Our study characterizes the safety of radiation therapy combined with the newer generation of PIs in treatment of non-AIDS defining malignancies which are increasingly common in the era of improved ART. The series included only patients treated from January 1, 2009 onwards: of the 18 patients receiving PIs, 16 (89%) were receiving a dual-PI regimen; only two were taking a mono-PI regimen (one ritonavir and one nelfinavir). The case series included more malignancies not associated with HIV or AIDS (ductal carcinoma of the breast, renal cell carcinoma, cholangiocarcinoma, and meningioma), and two non-malignancies (dural AVM, and keloid scar) that were treated with radiation. Half of the patients in this case series received definitive or adjuvant radiation dose regimens (45-78 Gy). These patients were distributed equally in the group with PIs and in the group without PIs, and combination of definitive/adjuvant doses of radiation with PIs did not increase toxicities over definitive/adjuvant radiation doses alone. The present study more than doubles the reported number of patients treated with HIV PIs and radiation from 14 to 32.
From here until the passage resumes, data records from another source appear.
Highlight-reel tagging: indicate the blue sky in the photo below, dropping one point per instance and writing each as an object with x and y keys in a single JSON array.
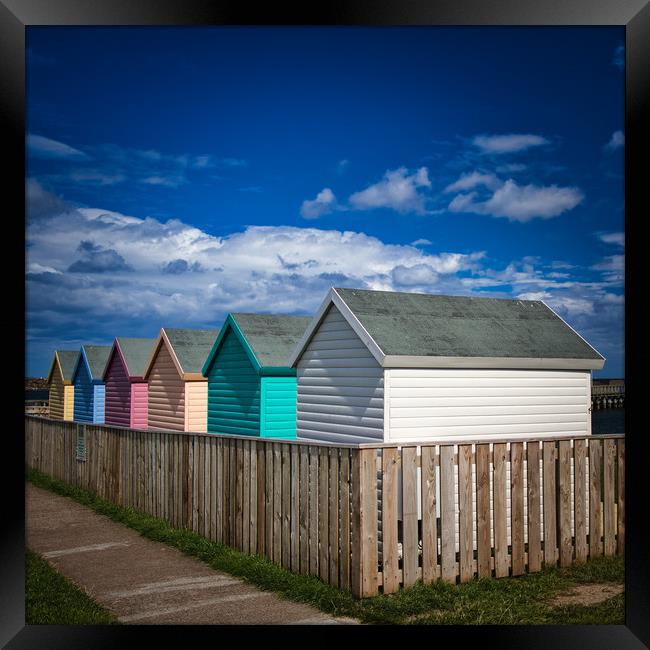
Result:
[{"x": 176, "y": 174}]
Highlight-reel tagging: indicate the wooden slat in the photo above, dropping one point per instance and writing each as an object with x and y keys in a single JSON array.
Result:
[
  {"x": 261, "y": 498},
  {"x": 323, "y": 512},
  {"x": 564, "y": 519},
  {"x": 269, "y": 501},
  {"x": 466, "y": 550},
  {"x": 609, "y": 499},
  {"x": 483, "y": 515},
  {"x": 620, "y": 482},
  {"x": 277, "y": 503},
  {"x": 390, "y": 555},
  {"x": 294, "y": 508},
  {"x": 239, "y": 494},
  {"x": 252, "y": 498},
  {"x": 579, "y": 490},
  {"x": 286, "y": 506},
  {"x": 333, "y": 516},
  {"x": 344, "y": 523},
  {"x": 500, "y": 514},
  {"x": 364, "y": 523},
  {"x": 447, "y": 509},
  {"x": 304, "y": 509},
  {"x": 410, "y": 553},
  {"x": 430, "y": 566},
  {"x": 517, "y": 522},
  {"x": 220, "y": 481},
  {"x": 550, "y": 513},
  {"x": 595, "y": 504},
  {"x": 313, "y": 510},
  {"x": 200, "y": 485}
]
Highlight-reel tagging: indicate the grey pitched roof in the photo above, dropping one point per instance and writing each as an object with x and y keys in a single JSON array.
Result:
[
  {"x": 68, "y": 361},
  {"x": 272, "y": 337},
  {"x": 97, "y": 356},
  {"x": 136, "y": 353},
  {"x": 191, "y": 346},
  {"x": 436, "y": 325}
]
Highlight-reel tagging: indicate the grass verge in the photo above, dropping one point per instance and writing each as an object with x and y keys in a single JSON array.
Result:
[
  {"x": 507, "y": 601},
  {"x": 51, "y": 599}
]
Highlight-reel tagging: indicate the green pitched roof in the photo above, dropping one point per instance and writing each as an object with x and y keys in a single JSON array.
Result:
[
  {"x": 67, "y": 361},
  {"x": 136, "y": 353},
  {"x": 97, "y": 356},
  {"x": 272, "y": 338},
  {"x": 191, "y": 346},
  {"x": 411, "y": 324}
]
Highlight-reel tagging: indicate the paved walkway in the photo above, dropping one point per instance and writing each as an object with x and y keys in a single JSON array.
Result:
[{"x": 145, "y": 582}]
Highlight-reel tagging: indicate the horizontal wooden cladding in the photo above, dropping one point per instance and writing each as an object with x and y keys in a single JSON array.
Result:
[
  {"x": 340, "y": 385},
  {"x": 165, "y": 394},
  {"x": 437, "y": 402}
]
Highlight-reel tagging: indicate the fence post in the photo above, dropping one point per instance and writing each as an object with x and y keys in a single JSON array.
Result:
[{"x": 364, "y": 523}]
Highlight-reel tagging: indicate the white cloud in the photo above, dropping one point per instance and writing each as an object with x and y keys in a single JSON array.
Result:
[
  {"x": 398, "y": 190},
  {"x": 615, "y": 142},
  {"x": 323, "y": 204},
  {"x": 472, "y": 179},
  {"x": 41, "y": 147},
  {"x": 617, "y": 238},
  {"x": 520, "y": 203},
  {"x": 510, "y": 143}
]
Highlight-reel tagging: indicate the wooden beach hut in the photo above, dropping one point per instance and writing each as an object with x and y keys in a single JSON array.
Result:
[
  {"x": 89, "y": 390},
  {"x": 388, "y": 366},
  {"x": 126, "y": 389},
  {"x": 177, "y": 391},
  {"x": 59, "y": 379},
  {"x": 251, "y": 387}
]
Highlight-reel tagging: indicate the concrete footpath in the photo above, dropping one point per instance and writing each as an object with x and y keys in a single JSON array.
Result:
[{"x": 145, "y": 582}]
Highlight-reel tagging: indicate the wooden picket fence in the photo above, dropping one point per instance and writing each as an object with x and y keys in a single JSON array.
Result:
[{"x": 349, "y": 513}]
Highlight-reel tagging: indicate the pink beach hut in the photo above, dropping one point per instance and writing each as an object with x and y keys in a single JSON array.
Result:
[{"x": 126, "y": 389}]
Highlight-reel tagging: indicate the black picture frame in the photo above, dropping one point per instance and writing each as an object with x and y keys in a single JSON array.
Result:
[{"x": 16, "y": 15}]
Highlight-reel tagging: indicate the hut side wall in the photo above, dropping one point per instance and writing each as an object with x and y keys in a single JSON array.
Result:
[
  {"x": 99, "y": 403},
  {"x": 233, "y": 390},
  {"x": 139, "y": 405},
  {"x": 84, "y": 393},
  {"x": 68, "y": 402},
  {"x": 278, "y": 403},
  {"x": 425, "y": 404},
  {"x": 166, "y": 394},
  {"x": 118, "y": 393},
  {"x": 196, "y": 406},
  {"x": 340, "y": 386},
  {"x": 56, "y": 395}
]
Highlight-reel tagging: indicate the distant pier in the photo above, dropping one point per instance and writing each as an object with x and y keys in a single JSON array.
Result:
[{"x": 607, "y": 393}]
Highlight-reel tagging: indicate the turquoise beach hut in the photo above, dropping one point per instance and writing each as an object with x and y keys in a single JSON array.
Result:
[
  {"x": 89, "y": 390},
  {"x": 251, "y": 387}
]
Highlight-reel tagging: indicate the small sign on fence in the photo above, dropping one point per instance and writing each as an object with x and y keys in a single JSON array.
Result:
[{"x": 81, "y": 442}]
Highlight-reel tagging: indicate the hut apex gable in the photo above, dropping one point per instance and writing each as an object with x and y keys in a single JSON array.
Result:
[
  {"x": 267, "y": 338},
  {"x": 429, "y": 330},
  {"x": 134, "y": 354},
  {"x": 230, "y": 325},
  {"x": 66, "y": 362},
  {"x": 333, "y": 298},
  {"x": 188, "y": 349},
  {"x": 94, "y": 358}
]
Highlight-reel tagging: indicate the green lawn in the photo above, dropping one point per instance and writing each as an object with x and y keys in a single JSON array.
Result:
[
  {"x": 506, "y": 601},
  {"x": 51, "y": 599}
]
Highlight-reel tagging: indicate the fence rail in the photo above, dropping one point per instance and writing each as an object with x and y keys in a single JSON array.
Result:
[{"x": 362, "y": 517}]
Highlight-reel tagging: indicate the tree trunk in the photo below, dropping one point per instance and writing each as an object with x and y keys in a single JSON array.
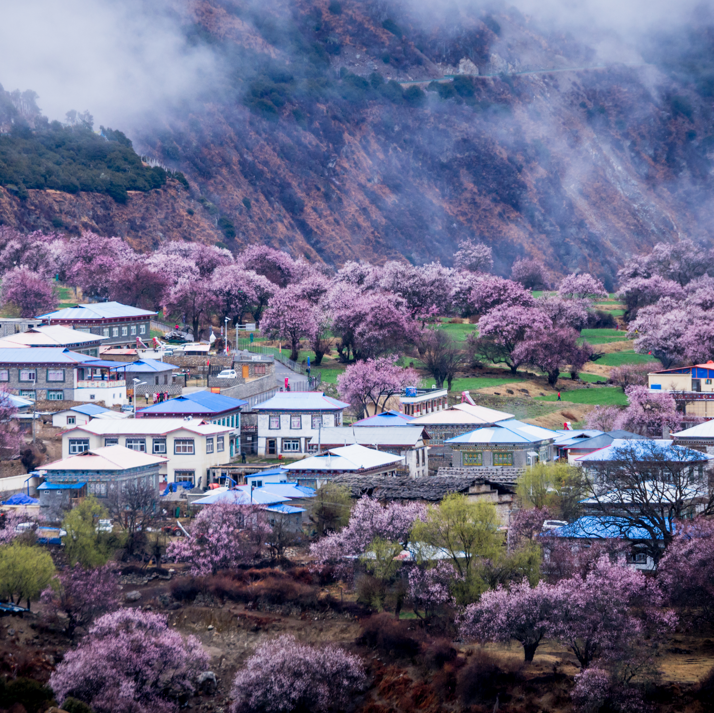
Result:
[{"x": 529, "y": 651}]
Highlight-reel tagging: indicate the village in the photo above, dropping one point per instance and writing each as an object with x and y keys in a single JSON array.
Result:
[{"x": 437, "y": 466}]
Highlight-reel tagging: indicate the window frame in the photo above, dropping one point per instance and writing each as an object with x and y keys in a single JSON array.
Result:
[
  {"x": 130, "y": 442},
  {"x": 180, "y": 443},
  {"x": 72, "y": 446}
]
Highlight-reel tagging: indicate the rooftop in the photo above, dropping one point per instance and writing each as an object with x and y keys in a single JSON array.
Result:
[
  {"x": 464, "y": 415},
  {"x": 149, "y": 427},
  {"x": 100, "y": 310},
  {"x": 54, "y": 335},
  {"x": 197, "y": 403},
  {"x": 346, "y": 458},
  {"x": 101, "y": 459},
  {"x": 147, "y": 365},
  {"x": 388, "y": 418},
  {"x": 370, "y": 436},
  {"x": 645, "y": 450},
  {"x": 301, "y": 401},
  {"x": 510, "y": 431}
]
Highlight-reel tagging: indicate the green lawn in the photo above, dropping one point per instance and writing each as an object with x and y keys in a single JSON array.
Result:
[
  {"x": 601, "y": 396},
  {"x": 592, "y": 378},
  {"x": 481, "y": 382},
  {"x": 625, "y": 357}
]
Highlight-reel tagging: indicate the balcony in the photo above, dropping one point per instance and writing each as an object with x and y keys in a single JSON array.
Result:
[{"x": 101, "y": 384}]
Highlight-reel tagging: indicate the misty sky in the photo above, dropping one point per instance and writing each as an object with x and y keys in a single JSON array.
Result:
[{"x": 123, "y": 59}]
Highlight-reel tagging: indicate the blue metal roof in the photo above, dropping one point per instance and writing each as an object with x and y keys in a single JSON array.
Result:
[
  {"x": 198, "y": 403},
  {"x": 642, "y": 448},
  {"x": 301, "y": 401},
  {"x": 147, "y": 365},
  {"x": 591, "y": 528},
  {"x": 89, "y": 409},
  {"x": 509, "y": 431},
  {"x": 388, "y": 418},
  {"x": 101, "y": 310},
  {"x": 285, "y": 509}
]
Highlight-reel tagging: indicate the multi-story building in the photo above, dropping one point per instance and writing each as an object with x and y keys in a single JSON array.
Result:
[
  {"x": 96, "y": 472},
  {"x": 55, "y": 374},
  {"x": 54, "y": 336},
  {"x": 288, "y": 422},
  {"x": 118, "y": 323},
  {"x": 191, "y": 446}
]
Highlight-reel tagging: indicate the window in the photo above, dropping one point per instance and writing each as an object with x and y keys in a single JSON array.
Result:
[
  {"x": 98, "y": 489},
  {"x": 78, "y": 445},
  {"x": 472, "y": 458},
  {"x": 136, "y": 444},
  {"x": 503, "y": 458},
  {"x": 184, "y": 446}
]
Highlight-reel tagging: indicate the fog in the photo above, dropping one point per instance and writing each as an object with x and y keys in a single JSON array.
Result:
[{"x": 118, "y": 59}]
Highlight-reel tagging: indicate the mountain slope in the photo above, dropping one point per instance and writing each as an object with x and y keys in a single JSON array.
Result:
[{"x": 308, "y": 142}]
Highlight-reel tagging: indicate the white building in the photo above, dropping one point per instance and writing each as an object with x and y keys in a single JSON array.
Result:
[
  {"x": 288, "y": 422},
  {"x": 410, "y": 443},
  {"x": 192, "y": 446}
]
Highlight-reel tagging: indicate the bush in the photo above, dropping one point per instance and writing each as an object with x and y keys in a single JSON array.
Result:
[
  {"x": 481, "y": 680},
  {"x": 439, "y": 652},
  {"x": 385, "y": 633}
]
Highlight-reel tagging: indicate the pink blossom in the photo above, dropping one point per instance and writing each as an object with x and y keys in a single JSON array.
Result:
[
  {"x": 369, "y": 520},
  {"x": 223, "y": 535},
  {"x": 284, "y": 675},
  {"x": 372, "y": 382},
  {"x": 31, "y": 292},
  {"x": 582, "y": 285},
  {"x": 130, "y": 662}
]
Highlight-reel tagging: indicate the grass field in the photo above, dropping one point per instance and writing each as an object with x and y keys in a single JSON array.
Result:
[
  {"x": 625, "y": 357},
  {"x": 601, "y": 396}
]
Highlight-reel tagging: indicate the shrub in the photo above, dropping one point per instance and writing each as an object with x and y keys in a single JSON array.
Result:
[
  {"x": 439, "y": 652},
  {"x": 284, "y": 676},
  {"x": 385, "y": 633}
]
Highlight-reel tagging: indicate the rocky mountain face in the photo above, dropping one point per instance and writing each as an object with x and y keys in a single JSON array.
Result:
[{"x": 367, "y": 129}]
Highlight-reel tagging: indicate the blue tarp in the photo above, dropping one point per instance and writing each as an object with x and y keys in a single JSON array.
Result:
[{"x": 21, "y": 499}]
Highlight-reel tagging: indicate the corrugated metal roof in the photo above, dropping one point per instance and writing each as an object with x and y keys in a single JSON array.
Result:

The limitations of this study include the small size, short follow-up, heterogeneous nature of our cohort, and the differences between the control group and the PI treatment group. As discussed before, in addition to not taking PI, the control group also received less non-PI HIV medications and had a lower median CD4 count. The factors that underlie these two differences may confound the results. In addition, although we collected data on late toxicities, there was insufficient follow-up (21 weeks [IQR 10-38] with PIs, 13 [IQR 5-18] without PIs) to assess differences in late toxicities. Extended follow-up is necessary to determine the impact on long term toxicities. In addition, the majority of the cases received ritonavir combined with a second PI. Ritonavir does not inhibit Akt, which is a proposed mechanism of radiosensitization by PIs . However, there are no published studies evaluating the radiosensitizing effect of darunavir, atazanavir, or lopinavir, which were used in combination with ritonavir by the majority of the patients. Prior studies on radiosensitization by PIs have not found a defining structural characteristic which would predict whether a PI will increase radiosensitivity. In spite of these limitations, this retrospective review provides valuable information about the acute toxicity of combining radiation with current PI therapies. Review of this contemporary series of patients did not find an increase in acute toxicity from the combination of the newest generation of HIV PIs and radiation therapy to treat diverse pathologies.